“Dawn of the Planet of the Apes”
“Rise of the Planet of the Apes” was a movie that needed a sequel. I wasn’t even too sure if it was going to get it, but it was, thankfully, successful enough to spawn just that. “Rise” told us how it all started and where this extreme intelligence in the ape species came from. It was insightful and gave a perfect introduction for a new story to be erected. The newest installment in the franchise is “Dawn of the Planet of the Apes”, which explores the after effects of the occurrences within “Rise”. While “Rise” definitely had quite the human element to it, “Dawn” expands upon that and creates a truly compelling and visceral movie going experience.
Very rarely do you find a sequel that goes above and beyond its predecessor. Such notable films to have done this in cinematic history this are “The Empire Strikes Back”, “The Dark Knight”, “Terminator 2”, and even “Aliens” is touted as an improvement, which I tend to disagree with. “Dawn of the Planet of the Apes” is to that caliber and a film that I could see becoming a sci-fi classic in the near future. Yes, it’s that good.
Beginning ten years after the events of “Rise”, this shows us the current state of our world after the virus killed off almost all of humanity (yes, James Franco is dead), leaving the apes to evolve and build their own civilization without the danger of human control. While the beginning is a bit slow, showing you the ape civilization and eventually the human resistance and the political issues that dwell within both societies, but it’s never uninteresting. It actually gives some very valuable insight into the themes of the movie and a very close to home representation of the modern world. On each side there are two opposing opinion on how to deal with the problem of apes and humans living together: the first is to just go into all-out war and annihilate the other party and the second is to settle things peacefully and live together without conflict. For those who have seen or know of the original “Planet of the Apes”, we, of course, know how the movie will end and on what note, but isn’t it the journey that really matters?

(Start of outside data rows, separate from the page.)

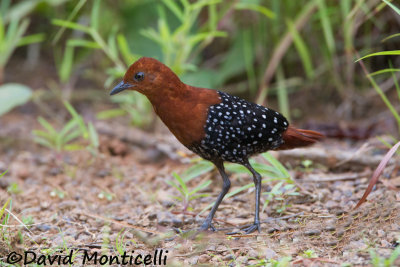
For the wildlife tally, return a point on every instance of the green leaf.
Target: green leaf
(66, 64)
(383, 53)
(261, 9)
(94, 18)
(302, 50)
(83, 43)
(326, 25)
(174, 8)
(78, 118)
(12, 95)
(111, 113)
(392, 6)
(71, 25)
(390, 70)
(30, 39)
(4, 207)
(391, 36)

“Dawn of the Planet of the Apes” is, surprisingly, not the least bit predictable. There were roads that I thought it was going to go down, but the film just kept taking sharp turns and leaving me shocked and compelled to see what will occur next. This is mostly thanks to the writing, which was beautifully written. Giving an immense emotional resonance that is evident on both sides of the battlefield make the drama even more impactful and oh, so real. Even though the majority of the characters were CG apes, I found this to be a movie with a very powerful human touch; actually, Caesar the ape was probably the most human character, showing just how smart these apes are really becoming.
The acting is great throughout the film, but the man who made the biggest impact, the same actor I brought up from “Rise”, was Andy Serkis, the man acting like an ape. He blew me away, even more than his performance in “Rise”, which I think he deserved an Oscar nomination for. His mannerisms are controlled, but not without the sense of hostility due to an apes animalistic instincts that aren’t completely erased from the intelligent ape’s mind just yet. With very strong family values and an incredible sense of courage and the understanding of good and bad, Serkis creates one of the most kick-ass and engaging characters in all of film.
Most films about a predicament such as this only focus on one side, naming them the good guys or whatever. That’s not what “Dawn” does. There is no straight up good side or bad side, but two sides fighting with themselves and eventually with each other due to the opposing opinions within the population and the egos of the “bad guys” on either side. It’s actually, surprisingly, a very politically acute film that offers true insight into war and how the winner or the effects of war isn’t just black and white.
After “Rise of the Planet of the Apes” even raised the bar that the 1968 “Planet of the Apes” created, I didn’t know how they were going to top it. Same as with “Rise”, I had my doubts about this one and wasn’t even sure if it would be a good movie let alone become an even better movie. Thankfully, it was put into the right hands. Matt Reeves, who has directed such films as “Cloverfied” and the critically acclaimed remake “Let Me In”, directs with an ambitious confidence that is one of a kind. He creates a sequel to the proportions of “The Empire Strikes Back” and “The Dark Knight” through an astonishingly brutal atmosphere and intelligence that you really don’t see within too many blockbusters these days. What I felt while watching this movie was passion, especially in the scenes of the third act that left me thrilled, exhausted and hungry for more, and that’s exactly what a filmmaker should go for. I really hope that the Academy will put this film into account for such awards as Best Actor and Best Director. Sadly, I highly doubt it will even be suggested.